If $M_1 \cup M_2 $ is a hyperplane in $\mathbb{R}^n$ then $M_1 = M_2$.

Question

Let $M_1$ and $M_2$ be affine subspaces of $\mathbb{R}^n$ such that they are not proper subsets of each other. If $M_1 \cup M_2 $ is a hyperplane in $\mathbb{R}^n$ then $M_1 = M_2$. What I did is as follows: $dim(M_1 \cup M_2) = n-1$, so $max\{dim(M_1),dim(M_2)\} = n-1$, wlog we can assume $dim(M_1) = n-1$. But I do not know how to continue. Any help is appreciated in advance.

Answer 1

You can try using the following Lemma:

Lemma 1: If $M_1$ and $M_2$ are affine subset of some real vector space $E$ such that $M_1\cup M_2$ is an affine subset of $E$, then $M_1\subseteq M_2$ or $M_2\subseteq M_1$.

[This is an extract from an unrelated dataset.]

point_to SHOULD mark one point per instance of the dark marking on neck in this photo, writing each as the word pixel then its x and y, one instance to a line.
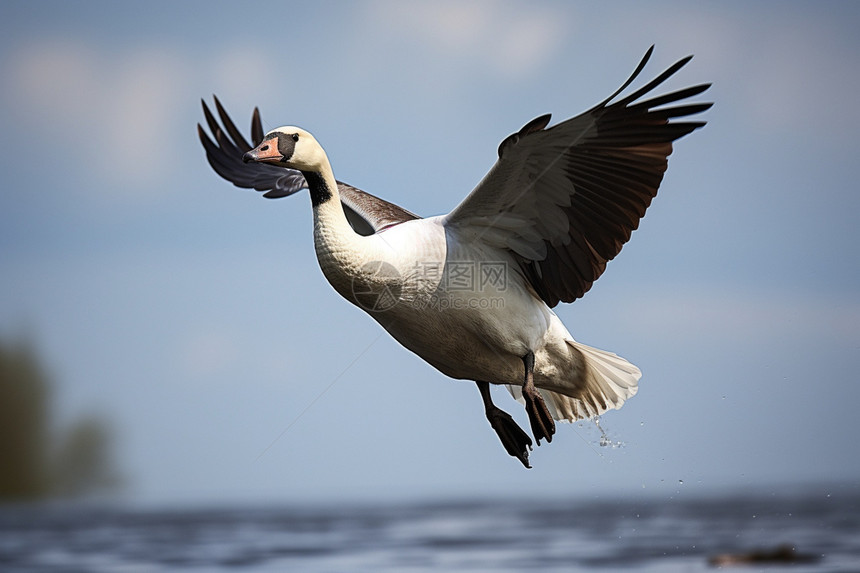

In order to prove this, suppose that $M_1\subseteq M_2$ is false, i.e. there is $x\in M_1\setminus M_2$. Let $y\in M_2$, then for any $\lambda\in\mathbb R$, $\lambda x+(1-\lambda) y\in M_1\cup M_2$ by affinity of $M_1\cup M_2$. But the line $\{ \lambda x+(1-\lambda) y : \lambda\in\mathbb R \}$ can intersect $M_2$ only at $y$, otherwise we would have $x\in M_2$. This means that for instance $z=\frac{x+y}{2}\in M_1$. Note that $\{ \lambda x+(1-\lambda) z : \lambda\in\mathbb R \}$ is the same line as before and it is contained in $M_1$, therefore $y\in M_1$, i.e. $M_1\subseteq M_2$.